España es un país de
inmensos y numerosos Torquemadas. Se encuentran por todos los lados. Por esos
siniestros personajes han ido a la cárcel: periodistas, sacerdotes, humoristas,
cantantes, abogados, titiriteros, anarquistas, comunistas, familiares de presos,
sindicalistas, poetas, y un largo etcétera. Por ellos han cerrado periódicos,
secuestrado publicaciones, silenciado radios. Han prohibido fotografías,
conciertos, manifestaciones, reuniones, asambleas.
La democracia, tal y
como la conocemos, financia Torquemadas a mansalva. Cada vez tiene más censores
en su nómina y a medida que se ponen peor las cosas van afilando más y más
sables con los que amputan nuestras alas.

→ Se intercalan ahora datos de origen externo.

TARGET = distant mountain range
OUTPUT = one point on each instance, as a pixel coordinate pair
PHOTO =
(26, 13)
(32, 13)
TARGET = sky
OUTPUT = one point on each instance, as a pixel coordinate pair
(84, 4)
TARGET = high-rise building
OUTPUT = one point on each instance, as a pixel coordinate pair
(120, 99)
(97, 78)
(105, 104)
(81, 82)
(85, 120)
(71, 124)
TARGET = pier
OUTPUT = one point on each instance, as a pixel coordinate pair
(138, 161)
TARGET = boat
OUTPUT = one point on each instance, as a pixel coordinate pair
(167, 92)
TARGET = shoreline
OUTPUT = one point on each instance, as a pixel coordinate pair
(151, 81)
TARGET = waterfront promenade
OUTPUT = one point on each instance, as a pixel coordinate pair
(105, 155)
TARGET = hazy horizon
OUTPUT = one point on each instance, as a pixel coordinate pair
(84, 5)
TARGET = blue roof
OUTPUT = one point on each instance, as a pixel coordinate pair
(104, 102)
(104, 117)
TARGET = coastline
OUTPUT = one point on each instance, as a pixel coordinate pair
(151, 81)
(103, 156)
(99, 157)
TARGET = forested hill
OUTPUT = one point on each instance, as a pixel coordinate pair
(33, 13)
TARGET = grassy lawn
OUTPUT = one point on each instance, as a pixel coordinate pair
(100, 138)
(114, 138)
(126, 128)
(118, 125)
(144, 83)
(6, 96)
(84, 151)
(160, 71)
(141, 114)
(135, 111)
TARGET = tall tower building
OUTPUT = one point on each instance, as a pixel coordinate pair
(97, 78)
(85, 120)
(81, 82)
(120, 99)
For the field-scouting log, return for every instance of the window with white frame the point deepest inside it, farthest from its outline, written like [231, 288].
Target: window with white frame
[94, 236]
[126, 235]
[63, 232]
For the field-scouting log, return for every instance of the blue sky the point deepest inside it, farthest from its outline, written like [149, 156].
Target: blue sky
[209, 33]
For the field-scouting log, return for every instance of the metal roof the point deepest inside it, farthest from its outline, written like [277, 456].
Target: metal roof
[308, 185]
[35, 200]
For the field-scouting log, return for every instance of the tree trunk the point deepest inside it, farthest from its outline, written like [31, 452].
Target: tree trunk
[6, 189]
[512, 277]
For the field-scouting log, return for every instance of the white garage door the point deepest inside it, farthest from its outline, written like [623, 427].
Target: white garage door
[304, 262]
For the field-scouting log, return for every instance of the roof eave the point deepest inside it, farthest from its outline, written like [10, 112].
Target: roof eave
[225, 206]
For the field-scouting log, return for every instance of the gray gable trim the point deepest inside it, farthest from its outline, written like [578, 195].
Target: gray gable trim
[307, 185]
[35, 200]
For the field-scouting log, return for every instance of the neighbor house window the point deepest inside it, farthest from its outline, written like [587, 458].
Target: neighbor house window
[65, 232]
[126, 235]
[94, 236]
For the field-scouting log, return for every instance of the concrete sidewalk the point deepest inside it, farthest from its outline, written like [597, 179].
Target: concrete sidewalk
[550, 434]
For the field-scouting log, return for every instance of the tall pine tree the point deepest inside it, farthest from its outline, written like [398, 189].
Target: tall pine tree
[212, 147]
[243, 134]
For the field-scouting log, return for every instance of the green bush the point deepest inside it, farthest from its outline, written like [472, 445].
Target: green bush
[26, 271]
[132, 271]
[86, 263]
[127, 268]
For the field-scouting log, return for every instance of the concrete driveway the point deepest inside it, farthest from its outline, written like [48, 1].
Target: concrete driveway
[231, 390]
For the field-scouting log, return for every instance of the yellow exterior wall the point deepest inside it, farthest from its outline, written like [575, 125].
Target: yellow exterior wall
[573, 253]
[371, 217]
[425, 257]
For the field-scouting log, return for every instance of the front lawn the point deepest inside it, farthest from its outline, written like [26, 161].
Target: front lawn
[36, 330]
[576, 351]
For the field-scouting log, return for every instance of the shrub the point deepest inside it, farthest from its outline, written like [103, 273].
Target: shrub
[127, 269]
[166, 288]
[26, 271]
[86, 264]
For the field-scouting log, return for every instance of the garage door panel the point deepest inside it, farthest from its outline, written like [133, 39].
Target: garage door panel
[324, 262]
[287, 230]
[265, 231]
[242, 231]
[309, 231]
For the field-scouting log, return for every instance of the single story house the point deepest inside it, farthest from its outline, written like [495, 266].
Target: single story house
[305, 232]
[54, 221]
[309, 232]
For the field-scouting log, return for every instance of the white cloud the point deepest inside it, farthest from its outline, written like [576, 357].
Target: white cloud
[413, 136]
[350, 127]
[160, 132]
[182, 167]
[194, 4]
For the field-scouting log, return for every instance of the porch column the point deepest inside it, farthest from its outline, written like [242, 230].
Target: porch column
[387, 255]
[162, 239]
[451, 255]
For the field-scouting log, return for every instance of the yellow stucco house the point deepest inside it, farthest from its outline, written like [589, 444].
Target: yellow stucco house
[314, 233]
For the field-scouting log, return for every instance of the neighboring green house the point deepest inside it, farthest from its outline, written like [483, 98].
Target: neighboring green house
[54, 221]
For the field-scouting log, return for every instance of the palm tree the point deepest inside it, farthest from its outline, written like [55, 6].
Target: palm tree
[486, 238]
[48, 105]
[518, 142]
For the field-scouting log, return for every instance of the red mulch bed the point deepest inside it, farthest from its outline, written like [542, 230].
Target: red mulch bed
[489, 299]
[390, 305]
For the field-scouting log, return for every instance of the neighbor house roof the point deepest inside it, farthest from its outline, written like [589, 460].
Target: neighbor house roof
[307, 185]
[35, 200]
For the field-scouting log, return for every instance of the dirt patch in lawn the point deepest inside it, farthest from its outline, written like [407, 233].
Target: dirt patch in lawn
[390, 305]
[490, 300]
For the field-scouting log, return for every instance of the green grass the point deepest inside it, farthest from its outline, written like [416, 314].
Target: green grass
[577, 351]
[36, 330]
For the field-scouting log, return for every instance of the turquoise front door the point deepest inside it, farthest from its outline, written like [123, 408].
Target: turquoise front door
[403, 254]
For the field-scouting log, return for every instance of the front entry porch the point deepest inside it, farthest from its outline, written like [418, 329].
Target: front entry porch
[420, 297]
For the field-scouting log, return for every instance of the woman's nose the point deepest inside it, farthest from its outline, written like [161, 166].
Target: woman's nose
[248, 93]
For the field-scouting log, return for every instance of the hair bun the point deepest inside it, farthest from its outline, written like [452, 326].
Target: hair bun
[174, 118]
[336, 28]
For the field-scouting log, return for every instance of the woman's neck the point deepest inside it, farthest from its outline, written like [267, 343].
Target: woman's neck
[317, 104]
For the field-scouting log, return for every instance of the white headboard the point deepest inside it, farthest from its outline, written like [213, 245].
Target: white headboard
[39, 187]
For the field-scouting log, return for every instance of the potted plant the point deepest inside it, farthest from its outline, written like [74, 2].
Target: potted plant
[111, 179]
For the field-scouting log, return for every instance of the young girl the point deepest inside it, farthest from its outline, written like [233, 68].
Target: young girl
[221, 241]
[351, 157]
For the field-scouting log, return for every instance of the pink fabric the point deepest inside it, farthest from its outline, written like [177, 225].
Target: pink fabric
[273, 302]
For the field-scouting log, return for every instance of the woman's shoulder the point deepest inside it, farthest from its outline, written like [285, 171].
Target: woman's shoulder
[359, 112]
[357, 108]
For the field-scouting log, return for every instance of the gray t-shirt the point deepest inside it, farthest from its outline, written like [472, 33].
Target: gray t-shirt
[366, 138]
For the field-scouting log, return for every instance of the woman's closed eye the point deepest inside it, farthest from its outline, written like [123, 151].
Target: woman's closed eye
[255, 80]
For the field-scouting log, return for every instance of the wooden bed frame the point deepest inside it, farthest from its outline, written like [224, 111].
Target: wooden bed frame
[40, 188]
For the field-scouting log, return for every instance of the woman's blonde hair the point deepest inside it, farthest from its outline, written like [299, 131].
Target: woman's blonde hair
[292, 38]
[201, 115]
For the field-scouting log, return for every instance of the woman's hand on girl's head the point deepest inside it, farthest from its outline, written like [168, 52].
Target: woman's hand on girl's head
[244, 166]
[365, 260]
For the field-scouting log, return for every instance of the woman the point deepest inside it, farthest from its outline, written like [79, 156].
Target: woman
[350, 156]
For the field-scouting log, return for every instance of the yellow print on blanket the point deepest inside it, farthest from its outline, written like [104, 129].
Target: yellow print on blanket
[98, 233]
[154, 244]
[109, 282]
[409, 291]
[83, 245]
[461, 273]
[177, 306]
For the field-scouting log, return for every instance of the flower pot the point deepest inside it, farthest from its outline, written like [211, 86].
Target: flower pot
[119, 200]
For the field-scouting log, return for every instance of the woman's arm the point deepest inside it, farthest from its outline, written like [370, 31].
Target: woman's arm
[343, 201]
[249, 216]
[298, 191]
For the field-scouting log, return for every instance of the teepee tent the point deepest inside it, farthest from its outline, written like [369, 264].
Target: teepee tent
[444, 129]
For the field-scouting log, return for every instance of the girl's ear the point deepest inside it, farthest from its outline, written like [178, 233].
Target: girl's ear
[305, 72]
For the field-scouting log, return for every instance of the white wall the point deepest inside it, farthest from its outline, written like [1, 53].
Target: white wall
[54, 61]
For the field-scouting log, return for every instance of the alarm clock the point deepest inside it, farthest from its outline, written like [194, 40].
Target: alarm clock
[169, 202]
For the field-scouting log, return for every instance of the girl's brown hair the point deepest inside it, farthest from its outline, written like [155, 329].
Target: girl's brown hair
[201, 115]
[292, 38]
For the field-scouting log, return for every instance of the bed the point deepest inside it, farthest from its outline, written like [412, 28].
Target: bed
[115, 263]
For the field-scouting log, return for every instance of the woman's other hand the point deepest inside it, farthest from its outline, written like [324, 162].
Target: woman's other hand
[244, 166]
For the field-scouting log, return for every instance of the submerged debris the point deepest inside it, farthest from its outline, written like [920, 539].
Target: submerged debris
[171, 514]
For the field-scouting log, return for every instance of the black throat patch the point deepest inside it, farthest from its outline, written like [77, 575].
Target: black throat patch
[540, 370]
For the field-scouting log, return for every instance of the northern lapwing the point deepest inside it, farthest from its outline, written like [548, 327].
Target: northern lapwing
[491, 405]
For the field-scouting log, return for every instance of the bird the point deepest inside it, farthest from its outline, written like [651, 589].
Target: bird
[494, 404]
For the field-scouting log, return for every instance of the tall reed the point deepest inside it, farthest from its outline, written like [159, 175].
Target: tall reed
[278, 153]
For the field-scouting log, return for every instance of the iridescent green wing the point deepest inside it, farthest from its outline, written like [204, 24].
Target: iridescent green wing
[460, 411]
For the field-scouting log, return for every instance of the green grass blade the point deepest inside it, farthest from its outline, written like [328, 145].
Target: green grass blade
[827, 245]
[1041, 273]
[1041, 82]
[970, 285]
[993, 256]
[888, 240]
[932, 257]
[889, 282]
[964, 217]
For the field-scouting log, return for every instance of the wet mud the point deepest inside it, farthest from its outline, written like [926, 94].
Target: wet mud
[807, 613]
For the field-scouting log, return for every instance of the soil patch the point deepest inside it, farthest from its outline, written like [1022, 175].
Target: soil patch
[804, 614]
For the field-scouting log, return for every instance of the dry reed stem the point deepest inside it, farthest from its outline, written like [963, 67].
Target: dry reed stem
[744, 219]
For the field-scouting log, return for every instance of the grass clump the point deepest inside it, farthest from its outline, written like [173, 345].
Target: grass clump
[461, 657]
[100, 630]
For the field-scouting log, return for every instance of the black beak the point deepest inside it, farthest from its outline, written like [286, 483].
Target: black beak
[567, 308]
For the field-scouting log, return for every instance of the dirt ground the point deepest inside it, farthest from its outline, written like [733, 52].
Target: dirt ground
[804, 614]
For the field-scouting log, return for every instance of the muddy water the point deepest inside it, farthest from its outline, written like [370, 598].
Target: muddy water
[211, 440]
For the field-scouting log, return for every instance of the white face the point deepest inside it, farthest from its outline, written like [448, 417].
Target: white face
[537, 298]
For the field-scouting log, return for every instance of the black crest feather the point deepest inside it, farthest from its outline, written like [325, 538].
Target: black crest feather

La libertad de expresión siempre está
con los puños en alto para defenderse del fuego, de las leyes y de los necios.
Y cada uno de nosotros
debemos también intentar defendernos no sólo de los siniestros y tan poco
ilustrados personajes que censuran y después preguntan, también debemos estar
vigilantes de nuestros propios Torquemadas, de esa voz interior tan castrante
como odiosa que puede borrar borrar alguna idea si le parece peligrosa, que
puede hacer borrón y cuenta nueva si algún renglón escrito le suena
inconveniente, si alguna melodía tarareada le suena irreverente o si gritamos
ante alguna de las muchas injusticias que vamos acumulando.